C’était ma façon de purger tout ce que j’avais préparé avec les Ravagé(e) s et le troisième «Alex et Marco». Quand on essaie d’avoir une posture féministe, ce qui est mon cas, on se documente beaucoup. Toutes les recherches que j’ai faites sur les violences faites aux femmes et aux communauté­s LGBTQI sont remontées. Au fur et à mesure que j’enquêtais, je voyais passer pas mal de faits divers. Et quand vous cherchez des éléments précis, vous finissez par ne plus voir que ça. Plus je faisais de recherches, plus j’étais sensible à ces sujets. Et j’ai réalisé que nombre de ces violences machistes étaient proposées à la lecture de façon biaisée. Beaucoup d’efforts sont faits mais ce n’est pas suffisant. Pour moi, les violences systémique­s ne devraient pas relever du fait divers. Par ailleurs, on continue à élever les garçons et les filles de façon très sexiste, à voir des pubs qui recommande­nt d’être «fort comme papa» ou «douce comme maman». Ce qui me fait peur c’est ce qu’avaient théorisé les féministes dans les années 90, le «backlash». En gros elles disaient que tout ce que les femmes avaient obtenu risquait de provoquer un retour de bâton brutal. Et ce retour de bâton, on le voit arriver avec notamment toutes les reculades sur l’IVG. La Fondation des femmes et le Planning familial ont alerté sur le sujet: les femmes ont eu un gros problème d’accès aux IVG pendant le confinemen­t, beaucoup arrivent hors délais.

Quand vous commencez un livre, vous avez toute l’histoire en tête ?

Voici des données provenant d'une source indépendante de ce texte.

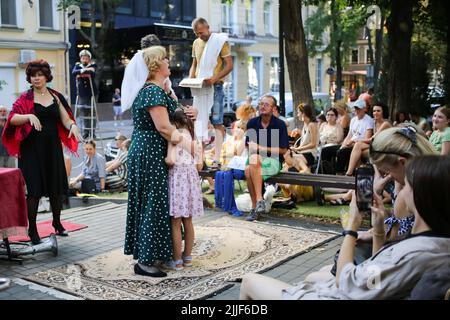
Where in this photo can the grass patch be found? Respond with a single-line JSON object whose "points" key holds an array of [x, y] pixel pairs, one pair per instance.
{"points": [[305, 209]]}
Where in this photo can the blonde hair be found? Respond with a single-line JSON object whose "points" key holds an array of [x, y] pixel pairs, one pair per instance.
{"points": [[153, 57], [341, 105], [391, 143]]}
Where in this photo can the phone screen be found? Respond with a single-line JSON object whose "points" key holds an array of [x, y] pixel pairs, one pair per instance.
{"points": [[364, 188]]}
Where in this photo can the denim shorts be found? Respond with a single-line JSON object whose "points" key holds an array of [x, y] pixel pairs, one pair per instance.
{"points": [[217, 108]]}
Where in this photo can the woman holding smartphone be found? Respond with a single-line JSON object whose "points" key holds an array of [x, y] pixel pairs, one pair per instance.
{"points": [[397, 267]]}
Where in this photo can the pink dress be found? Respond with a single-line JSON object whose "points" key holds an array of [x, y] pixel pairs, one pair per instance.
{"points": [[185, 196]]}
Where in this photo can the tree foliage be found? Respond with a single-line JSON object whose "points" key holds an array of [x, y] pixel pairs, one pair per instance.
{"points": [[100, 39]]}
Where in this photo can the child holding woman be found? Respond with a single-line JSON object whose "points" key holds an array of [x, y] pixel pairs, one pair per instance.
{"points": [[185, 197]]}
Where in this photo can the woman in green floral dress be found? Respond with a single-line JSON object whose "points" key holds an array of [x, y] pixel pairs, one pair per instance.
{"points": [[148, 233]]}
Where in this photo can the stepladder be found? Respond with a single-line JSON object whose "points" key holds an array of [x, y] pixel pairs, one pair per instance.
{"points": [[86, 111]]}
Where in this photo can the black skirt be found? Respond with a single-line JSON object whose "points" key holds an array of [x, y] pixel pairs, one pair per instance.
{"points": [[42, 160]]}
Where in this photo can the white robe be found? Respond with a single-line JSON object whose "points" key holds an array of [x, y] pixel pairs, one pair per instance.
{"points": [[204, 97]]}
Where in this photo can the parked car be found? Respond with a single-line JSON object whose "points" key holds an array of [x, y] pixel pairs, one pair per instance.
{"points": [[322, 101]]}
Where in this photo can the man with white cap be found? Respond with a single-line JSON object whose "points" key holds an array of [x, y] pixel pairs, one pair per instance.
{"points": [[361, 127], [86, 88]]}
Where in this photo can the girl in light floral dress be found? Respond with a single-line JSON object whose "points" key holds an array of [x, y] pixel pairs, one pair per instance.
{"points": [[185, 197]]}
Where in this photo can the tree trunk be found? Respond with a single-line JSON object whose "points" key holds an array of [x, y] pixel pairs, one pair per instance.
{"points": [[338, 94], [399, 74], [378, 52], [296, 54], [447, 60]]}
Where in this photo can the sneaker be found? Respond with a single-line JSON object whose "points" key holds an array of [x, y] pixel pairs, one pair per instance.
{"points": [[252, 216]]}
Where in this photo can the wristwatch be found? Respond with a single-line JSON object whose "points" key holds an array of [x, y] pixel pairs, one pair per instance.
{"points": [[350, 232]]}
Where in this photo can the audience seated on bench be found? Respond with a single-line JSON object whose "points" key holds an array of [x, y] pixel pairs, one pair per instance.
{"points": [[305, 147], [399, 266], [116, 170]]}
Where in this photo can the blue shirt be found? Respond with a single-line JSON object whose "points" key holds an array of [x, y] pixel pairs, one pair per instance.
{"points": [[274, 136]]}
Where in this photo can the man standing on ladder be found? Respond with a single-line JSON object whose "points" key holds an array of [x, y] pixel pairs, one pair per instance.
{"points": [[86, 93]]}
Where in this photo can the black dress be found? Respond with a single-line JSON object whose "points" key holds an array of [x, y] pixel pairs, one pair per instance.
{"points": [[42, 160]]}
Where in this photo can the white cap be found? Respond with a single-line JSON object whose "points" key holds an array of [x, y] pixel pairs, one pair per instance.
{"points": [[85, 53]]}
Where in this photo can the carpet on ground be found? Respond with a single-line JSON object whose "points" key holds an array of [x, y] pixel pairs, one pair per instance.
{"points": [[225, 249], [45, 228]]}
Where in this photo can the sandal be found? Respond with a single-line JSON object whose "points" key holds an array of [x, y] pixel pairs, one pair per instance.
{"points": [[339, 202], [187, 261]]}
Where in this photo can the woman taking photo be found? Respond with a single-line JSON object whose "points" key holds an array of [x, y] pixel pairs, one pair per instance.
{"points": [[39, 121], [398, 266]]}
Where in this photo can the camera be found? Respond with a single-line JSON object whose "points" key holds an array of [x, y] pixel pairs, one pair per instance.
{"points": [[364, 187]]}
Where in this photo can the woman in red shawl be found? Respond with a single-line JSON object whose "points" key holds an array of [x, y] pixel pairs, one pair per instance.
{"points": [[39, 122]]}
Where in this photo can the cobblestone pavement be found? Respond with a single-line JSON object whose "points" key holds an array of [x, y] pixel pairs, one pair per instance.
{"points": [[105, 232]]}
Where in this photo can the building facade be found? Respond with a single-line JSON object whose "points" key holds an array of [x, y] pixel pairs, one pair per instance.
{"points": [[170, 20], [30, 30], [253, 32]]}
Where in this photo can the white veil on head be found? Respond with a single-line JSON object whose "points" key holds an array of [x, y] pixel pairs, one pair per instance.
{"points": [[136, 73]]}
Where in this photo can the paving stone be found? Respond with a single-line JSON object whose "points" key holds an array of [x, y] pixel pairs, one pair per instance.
{"points": [[83, 244]]}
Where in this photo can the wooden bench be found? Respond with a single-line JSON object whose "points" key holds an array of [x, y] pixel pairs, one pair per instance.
{"points": [[315, 180]]}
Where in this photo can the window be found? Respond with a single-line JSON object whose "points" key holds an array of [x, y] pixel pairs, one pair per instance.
{"points": [[174, 7], [319, 72], [355, 54], [274, 81], [141, 8], [250, 16], [229, 86], [8, 13], [226, 17], [188, 10], [158, 9], [254, 88], [267, 18], [46, 14], [125, 7]]}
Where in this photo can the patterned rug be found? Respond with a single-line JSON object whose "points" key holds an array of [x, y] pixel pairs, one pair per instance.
{"points": [[225, 249]]}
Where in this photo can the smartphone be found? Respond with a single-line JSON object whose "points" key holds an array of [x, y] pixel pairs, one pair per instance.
{"points": [[364, 187]]}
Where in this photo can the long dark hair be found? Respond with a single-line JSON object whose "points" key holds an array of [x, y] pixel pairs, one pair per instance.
{"points": [[429, 177], [180, 120]]}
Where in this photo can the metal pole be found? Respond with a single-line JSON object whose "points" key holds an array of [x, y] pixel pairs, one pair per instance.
{"points": [[281, 59]]}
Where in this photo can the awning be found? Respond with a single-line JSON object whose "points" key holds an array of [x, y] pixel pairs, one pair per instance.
{"points": [[354, 73], [172, 25]]}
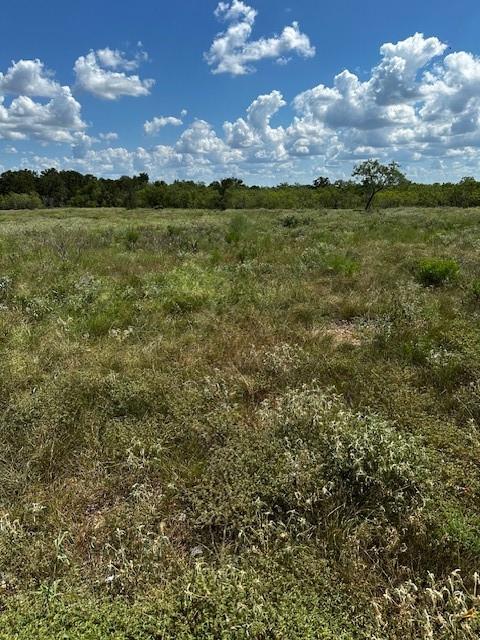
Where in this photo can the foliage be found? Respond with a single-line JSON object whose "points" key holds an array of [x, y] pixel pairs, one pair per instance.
{"points": [[376, 177], [433, 272], [238, 424], [52, 188]]}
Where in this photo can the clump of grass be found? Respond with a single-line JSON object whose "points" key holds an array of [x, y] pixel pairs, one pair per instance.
{"points": [[434, 272], [311, 457], [441, 609]]}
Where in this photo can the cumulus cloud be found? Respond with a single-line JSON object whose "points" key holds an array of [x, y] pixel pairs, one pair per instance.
{"points": [[233, 52], [104, 73], [419, 105], [109, 136], [151, 127], [55, 121], [28, 78]]}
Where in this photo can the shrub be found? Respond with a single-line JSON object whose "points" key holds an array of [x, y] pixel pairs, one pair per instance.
{"points": [[433, 272], [443, 610], [475, 290], [309, 456]]}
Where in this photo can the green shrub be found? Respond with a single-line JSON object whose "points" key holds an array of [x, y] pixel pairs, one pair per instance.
{"points": [[441, 610], [310, 456], [433, 272], [475, 290]]}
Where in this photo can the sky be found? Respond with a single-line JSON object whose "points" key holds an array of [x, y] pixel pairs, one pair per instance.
{"points": [[264, 90]]}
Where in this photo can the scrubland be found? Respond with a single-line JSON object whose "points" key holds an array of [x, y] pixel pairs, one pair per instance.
{"points": [[239, 425]]}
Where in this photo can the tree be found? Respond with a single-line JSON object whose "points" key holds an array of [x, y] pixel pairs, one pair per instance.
{"points": [[321, 182], [375, 177]]}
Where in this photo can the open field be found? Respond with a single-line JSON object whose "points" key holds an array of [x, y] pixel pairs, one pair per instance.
{"points": [[239, 425]]}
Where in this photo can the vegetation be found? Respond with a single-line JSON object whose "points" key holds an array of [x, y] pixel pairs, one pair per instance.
{"points": [[225, 424], [375, 177], [383, 185]]}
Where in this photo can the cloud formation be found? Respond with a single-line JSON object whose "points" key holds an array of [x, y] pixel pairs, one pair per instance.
{"points": [[151, 127], [24, 118], [419, 105], [104, 73], [233, 52]]}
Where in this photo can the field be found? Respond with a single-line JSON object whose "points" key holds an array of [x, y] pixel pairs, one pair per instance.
{"points": [[239, 425]]}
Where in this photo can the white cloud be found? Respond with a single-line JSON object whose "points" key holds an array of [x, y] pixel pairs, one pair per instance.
{"points": [[28, 78], [55, 121], [94, 74], [417, 105], [108, 137], [151, 127], [233, 52]]}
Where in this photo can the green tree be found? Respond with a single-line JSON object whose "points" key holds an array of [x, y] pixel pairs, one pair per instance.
{"points": [[375, 177]]}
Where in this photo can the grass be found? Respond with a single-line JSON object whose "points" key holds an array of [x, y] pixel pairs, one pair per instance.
{"points": [[224, 425]]}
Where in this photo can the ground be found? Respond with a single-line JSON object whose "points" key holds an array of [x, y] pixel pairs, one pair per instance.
{"points": [[239, 425]]}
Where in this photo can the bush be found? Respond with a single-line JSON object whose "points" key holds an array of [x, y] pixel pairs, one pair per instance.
{"points": [[434, 272], [309, 457], [443, 610], [21, 201]]}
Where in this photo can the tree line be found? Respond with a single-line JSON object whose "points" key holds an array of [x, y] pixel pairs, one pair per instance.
{"points": [[383, 185]]}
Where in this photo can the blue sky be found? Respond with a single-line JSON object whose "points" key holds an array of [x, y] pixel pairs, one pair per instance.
{"points": [[268, 90]]}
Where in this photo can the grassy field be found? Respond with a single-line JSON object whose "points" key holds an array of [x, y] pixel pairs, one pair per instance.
{"points": [[221, 425]]}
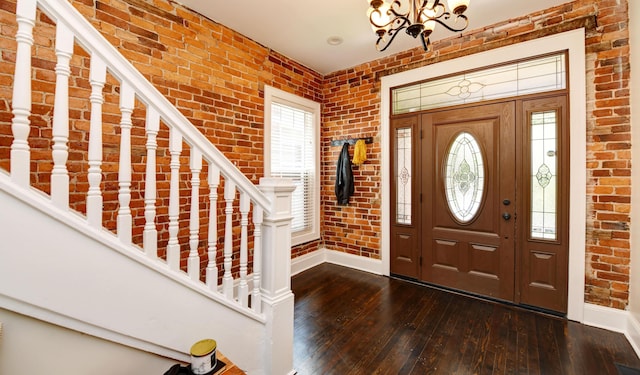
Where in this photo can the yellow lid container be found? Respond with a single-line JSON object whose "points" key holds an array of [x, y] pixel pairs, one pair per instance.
{"points": [[203, 357], [203, 347]]}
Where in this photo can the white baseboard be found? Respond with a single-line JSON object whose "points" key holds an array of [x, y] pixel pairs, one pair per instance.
{"points": [[633, 333], [307, 261], [354, 261], [322, 255], [606, 318]]}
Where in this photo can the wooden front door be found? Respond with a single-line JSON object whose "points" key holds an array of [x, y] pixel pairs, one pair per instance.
{"points": [[479, 200], [468, 159]]}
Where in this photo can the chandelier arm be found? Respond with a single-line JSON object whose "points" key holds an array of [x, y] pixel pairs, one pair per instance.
{"points": [[392, 33]]}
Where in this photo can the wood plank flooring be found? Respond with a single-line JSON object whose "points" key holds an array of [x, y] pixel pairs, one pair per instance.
{"points": [[352, 322]]}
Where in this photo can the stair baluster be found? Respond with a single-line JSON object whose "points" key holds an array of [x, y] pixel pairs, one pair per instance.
{"points": [[150, 232], [227, 279], [127, 101], [193, 265], [97, 79], [20, 125], [212, 267], [60, 131], [243, 288]]}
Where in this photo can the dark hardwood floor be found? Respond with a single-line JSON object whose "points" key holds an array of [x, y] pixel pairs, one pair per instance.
{"points": [[352, 322]]}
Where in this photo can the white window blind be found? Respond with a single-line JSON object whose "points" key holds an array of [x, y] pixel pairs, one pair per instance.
{"points": [[292, 157], [292, 151]]}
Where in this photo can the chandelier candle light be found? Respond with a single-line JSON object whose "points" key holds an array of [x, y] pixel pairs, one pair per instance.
{"points": [[388, 17]]}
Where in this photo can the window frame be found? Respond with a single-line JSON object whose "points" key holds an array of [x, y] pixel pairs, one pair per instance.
{"points": [[274, 95]]}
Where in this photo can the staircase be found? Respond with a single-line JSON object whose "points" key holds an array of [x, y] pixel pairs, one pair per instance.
{"points": [[119, 219]]}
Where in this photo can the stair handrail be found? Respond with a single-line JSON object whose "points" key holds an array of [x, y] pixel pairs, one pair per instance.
{"points": [[94, 43]]}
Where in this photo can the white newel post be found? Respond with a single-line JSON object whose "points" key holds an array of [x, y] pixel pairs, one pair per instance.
{"points": [[277, 298]]}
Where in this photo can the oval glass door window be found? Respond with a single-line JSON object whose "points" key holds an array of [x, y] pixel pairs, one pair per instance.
{"points": [[464, 177]]}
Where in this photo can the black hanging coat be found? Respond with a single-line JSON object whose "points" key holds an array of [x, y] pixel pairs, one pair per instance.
{"points": [[344, 177]]}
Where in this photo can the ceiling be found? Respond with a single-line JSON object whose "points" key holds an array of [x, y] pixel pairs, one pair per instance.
{"points": [[299, 29]]}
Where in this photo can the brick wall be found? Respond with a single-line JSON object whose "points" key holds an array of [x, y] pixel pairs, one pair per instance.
{"points": [[352, 100], [216, 78], [213, 75]]}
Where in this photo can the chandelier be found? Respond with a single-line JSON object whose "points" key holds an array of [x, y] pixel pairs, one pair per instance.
{"points": [[388, 17]]}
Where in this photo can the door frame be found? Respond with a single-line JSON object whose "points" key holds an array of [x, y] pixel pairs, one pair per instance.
{"points": [[573, 41]]}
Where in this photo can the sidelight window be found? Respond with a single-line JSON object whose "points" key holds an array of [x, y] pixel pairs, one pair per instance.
{"points": [[544, 178], [403, 176]]}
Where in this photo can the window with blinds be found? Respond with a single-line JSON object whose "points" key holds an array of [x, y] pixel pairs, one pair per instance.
{"points": [[291, 128]]}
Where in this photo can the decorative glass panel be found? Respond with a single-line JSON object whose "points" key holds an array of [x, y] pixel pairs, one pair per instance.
{"points": [[464, 177], [526, 77], [403, 176], [544, 177]]}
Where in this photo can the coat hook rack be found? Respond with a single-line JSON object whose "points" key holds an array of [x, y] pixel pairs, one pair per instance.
{"points": [[351, 141]]}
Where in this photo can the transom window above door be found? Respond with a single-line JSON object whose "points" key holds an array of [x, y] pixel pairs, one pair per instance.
{"points": [[541, 74]]}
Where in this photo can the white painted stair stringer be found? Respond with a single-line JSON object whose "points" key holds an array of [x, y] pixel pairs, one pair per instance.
{"points": [[57, 269]]}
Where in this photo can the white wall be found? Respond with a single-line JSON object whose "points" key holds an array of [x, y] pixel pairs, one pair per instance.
{"points": [[634, 284], [55, 270], [31, 346]]}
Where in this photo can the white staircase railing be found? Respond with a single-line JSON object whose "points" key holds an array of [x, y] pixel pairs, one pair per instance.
{"points": [[177, 222]]}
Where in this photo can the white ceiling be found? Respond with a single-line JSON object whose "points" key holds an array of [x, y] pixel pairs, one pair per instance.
{"points": [[299, 29]]}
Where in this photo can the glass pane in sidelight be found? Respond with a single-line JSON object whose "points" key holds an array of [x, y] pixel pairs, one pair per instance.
{"points": [[464, 177], [403, 176], [525, 77], [544, 177]]}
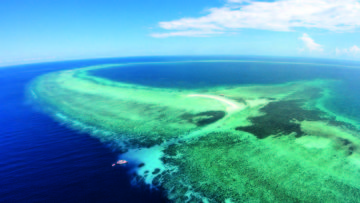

J’ai des bouts d’histoire, de dialogue, des passages entiers qui traînent dans mon cerveau, comme des essaims de mouches. Quand je me mets à écrire, c’est-à-dire dès que j’ai le temps, j’ai déjà tout, je sais ce que je veux raconter. Parfois, je rajoute un personnage qui est l’opposé de ce que je suis car tout le monde n’est pas féministe et c’est important qu’il y ait l’envers de la voix de la raison. Il y a des moments où on a besoin d’un gros beauf, ça permet de voir à quel point sa vision du monde peut être cruelle pour d’autres et d’argumenter pour présenter une autre vision.

Quels sont vos projets ?

Outre le troisième tome des aventures d’Alex et Marco, je prépare pour Hachette pratique l’adaptation en livre de ma pièce de théâtre Chattologi­e, un one woman show sur les règles que j’ai écrit en 2016 et qui a été joué par l’humoriste Klaire fait Grr. On travaille toutes les deux sur la version livre. La genèse de la pièce est assez drôle… Sur les réseaux sociaux, j’avais parlé de la coupe menstruell­e et j’avais reçu plein de réactions atroces de gens me disant qu’ils ne consultaie­nt pas mon profil pour lire des choses pareilles, l’un d’eux m’a dit que s’il voulait en savoir plus sur le sujet il préférait lire Martin Winckler. Je lui ai répondu : «Le travail de Martin Winckler est super mais il n’a pas de chatte ! J’ai quand même aussi le droit d’en parler !» Alors c’est ce que j’ai fait : j’ai écrit une pièce de théâtre. Cette pièce a été jouée au théâtre des Trois Bornes puis au théâtre de la Gare jusqu’à mai 2019. Cela avait repris en février au théâtre des Trois Bornes avec l’actrice Alice Bié, mais l’épidémie a tout stoppé et l’équipe est désespérée. On a hâte que ça puisse reprendre.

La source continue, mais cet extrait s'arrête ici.